Military Capabilities

US Air Force plans platform cuts for FY 2021 budget request

12 November 2019

The US Air Force could save USD2.9 billion over five years if it retires the B-2 by fiscal year 2023, according to a report from the Center for Strategic and International Studies (CSIS) think tank in Washington, DC. Source: US Air Force

Key Points

  • The US Air Force is planning platform cuts in its FY 2021 budget to free up money for modernisation
  • The service wants to free up money to prepare for near-peer competition and move away from platforms that were more valuable during previous combat in uncontested airspace

The US Air Force (USAF) will propose retiring platforms as part of its fiscal year 2021 (FY 2021) budget request to free up funding for important modernisation efforts.

Will Roper, USAF assistant secretary for acquisition, technology, and logistics (AT&L), said on 12 November that the service is assessing which systems have value 5-10 years into the future and which ones will be increasingly applicable to only counter terrorist or low threat environments. The USAF is transitioning to future warfare in contested environments against near-peer nations such as China or Russia and away from battle in uncontested airspace over Afghanistan and Iraq.

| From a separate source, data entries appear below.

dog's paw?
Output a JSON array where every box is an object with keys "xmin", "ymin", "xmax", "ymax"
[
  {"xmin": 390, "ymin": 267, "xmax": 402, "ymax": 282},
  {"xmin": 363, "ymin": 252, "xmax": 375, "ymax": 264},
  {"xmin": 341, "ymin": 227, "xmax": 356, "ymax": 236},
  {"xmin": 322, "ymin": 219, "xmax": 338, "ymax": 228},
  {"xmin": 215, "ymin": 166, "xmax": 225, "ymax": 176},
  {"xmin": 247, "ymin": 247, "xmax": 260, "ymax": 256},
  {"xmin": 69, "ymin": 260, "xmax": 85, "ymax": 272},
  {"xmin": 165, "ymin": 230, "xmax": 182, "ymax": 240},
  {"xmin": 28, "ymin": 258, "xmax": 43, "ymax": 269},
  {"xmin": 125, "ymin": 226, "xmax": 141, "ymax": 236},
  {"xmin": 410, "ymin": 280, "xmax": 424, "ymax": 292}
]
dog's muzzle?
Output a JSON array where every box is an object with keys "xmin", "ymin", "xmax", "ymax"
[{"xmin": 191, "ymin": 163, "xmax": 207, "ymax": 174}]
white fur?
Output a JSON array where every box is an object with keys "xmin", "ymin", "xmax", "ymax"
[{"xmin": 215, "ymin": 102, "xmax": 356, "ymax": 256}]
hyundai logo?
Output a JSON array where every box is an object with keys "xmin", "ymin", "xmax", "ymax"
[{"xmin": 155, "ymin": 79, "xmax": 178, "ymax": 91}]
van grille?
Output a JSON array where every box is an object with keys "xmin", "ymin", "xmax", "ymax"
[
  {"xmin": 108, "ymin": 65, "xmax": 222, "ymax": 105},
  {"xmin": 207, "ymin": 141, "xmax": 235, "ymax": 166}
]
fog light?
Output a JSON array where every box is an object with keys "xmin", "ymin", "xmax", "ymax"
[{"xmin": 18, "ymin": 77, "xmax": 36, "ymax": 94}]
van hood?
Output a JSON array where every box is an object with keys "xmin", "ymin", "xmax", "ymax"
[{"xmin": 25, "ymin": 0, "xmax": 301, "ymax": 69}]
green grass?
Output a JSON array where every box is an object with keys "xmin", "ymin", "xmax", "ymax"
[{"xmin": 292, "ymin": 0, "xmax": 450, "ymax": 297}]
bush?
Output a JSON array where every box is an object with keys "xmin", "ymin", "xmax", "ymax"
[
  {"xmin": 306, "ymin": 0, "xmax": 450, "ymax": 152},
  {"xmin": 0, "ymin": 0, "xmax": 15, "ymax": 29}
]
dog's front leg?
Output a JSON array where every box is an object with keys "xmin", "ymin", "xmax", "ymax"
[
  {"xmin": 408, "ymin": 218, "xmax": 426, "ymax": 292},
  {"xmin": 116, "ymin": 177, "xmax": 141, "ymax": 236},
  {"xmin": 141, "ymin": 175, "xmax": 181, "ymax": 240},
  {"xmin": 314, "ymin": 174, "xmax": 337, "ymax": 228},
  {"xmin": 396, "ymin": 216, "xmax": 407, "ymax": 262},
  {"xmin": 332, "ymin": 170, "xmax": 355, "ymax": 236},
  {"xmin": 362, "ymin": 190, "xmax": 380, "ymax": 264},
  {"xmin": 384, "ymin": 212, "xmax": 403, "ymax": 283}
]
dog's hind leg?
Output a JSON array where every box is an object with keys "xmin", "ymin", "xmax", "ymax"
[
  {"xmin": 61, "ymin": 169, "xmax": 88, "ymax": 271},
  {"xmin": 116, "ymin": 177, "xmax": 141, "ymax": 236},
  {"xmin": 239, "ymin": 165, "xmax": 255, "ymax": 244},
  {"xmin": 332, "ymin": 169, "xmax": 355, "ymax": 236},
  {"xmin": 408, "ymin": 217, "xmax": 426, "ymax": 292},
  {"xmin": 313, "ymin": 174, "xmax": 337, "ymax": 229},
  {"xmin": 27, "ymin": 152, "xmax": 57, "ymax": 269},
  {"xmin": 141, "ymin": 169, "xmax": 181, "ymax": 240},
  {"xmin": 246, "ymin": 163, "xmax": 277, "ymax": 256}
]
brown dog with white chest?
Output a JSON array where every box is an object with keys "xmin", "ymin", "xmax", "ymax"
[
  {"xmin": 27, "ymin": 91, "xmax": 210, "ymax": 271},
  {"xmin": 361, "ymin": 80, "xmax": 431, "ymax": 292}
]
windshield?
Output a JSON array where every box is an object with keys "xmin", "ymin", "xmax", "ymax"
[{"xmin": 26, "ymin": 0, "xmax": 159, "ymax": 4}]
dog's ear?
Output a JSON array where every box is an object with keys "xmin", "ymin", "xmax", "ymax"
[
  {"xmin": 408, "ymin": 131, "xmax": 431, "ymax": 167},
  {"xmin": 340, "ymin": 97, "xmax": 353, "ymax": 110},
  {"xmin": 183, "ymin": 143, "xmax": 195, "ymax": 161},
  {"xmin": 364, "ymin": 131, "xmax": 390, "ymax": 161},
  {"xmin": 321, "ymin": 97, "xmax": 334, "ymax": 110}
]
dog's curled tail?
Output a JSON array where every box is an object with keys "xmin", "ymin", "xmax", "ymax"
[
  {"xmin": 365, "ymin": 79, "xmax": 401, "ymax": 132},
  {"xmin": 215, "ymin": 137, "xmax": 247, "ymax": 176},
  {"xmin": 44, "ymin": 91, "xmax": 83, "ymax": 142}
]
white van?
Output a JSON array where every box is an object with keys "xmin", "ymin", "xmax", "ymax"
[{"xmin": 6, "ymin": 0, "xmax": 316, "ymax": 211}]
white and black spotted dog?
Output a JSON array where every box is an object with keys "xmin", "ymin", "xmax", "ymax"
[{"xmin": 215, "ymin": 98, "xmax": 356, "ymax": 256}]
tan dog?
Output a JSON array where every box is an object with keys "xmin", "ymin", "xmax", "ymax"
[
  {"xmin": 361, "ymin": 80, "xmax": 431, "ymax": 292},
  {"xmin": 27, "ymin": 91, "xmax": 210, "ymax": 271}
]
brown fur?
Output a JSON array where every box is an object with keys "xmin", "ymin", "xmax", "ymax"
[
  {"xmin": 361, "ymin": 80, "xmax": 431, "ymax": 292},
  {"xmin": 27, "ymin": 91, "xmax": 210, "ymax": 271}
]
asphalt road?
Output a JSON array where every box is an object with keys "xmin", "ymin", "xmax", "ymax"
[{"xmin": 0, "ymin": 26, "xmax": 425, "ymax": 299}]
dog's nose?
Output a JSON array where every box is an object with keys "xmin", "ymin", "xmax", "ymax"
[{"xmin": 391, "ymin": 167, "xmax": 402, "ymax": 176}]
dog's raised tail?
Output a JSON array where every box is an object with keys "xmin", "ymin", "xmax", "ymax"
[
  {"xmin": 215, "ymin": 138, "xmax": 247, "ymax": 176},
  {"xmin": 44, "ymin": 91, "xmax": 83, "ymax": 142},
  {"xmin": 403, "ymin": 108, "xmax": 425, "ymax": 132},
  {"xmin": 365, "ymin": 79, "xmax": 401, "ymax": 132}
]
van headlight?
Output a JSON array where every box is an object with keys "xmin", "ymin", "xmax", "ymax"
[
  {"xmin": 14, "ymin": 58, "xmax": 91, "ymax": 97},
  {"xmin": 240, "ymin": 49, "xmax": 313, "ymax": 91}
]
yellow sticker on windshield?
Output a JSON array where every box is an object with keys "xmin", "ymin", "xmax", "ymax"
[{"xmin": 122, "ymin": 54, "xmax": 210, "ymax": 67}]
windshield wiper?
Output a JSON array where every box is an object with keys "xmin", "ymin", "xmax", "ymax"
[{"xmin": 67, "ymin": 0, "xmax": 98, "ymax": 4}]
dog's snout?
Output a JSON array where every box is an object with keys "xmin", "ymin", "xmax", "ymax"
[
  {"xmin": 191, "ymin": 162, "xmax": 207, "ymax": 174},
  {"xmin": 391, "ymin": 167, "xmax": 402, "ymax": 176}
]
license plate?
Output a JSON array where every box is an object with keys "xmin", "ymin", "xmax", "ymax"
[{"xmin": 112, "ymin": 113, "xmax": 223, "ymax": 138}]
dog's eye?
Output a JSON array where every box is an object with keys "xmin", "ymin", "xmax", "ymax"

Roper said the FY 2021 budget will focus on digital transformation, getting enterprise cloud computing across the USAF, and connecting the development environment among service coding hubs such as Kessel Run and Kobayashi Maru. The USAF, he said, wants to connect these facilities to a combat cloud so it can write code and deploy it at the pace its operators need.

The USAF continues to promote its new strategy of prioritising connecting platforms and operators instead of building world-class weapon systems. In addition to cloud computing, Roper said the service wants software defined radios and networks at the tactical edge so it can respond quickly to new threats. The USAF also wants to create internet-type effects, which Roper said is completely different from the USAF's current model of building dominant platforms that enemies cannot shoot down.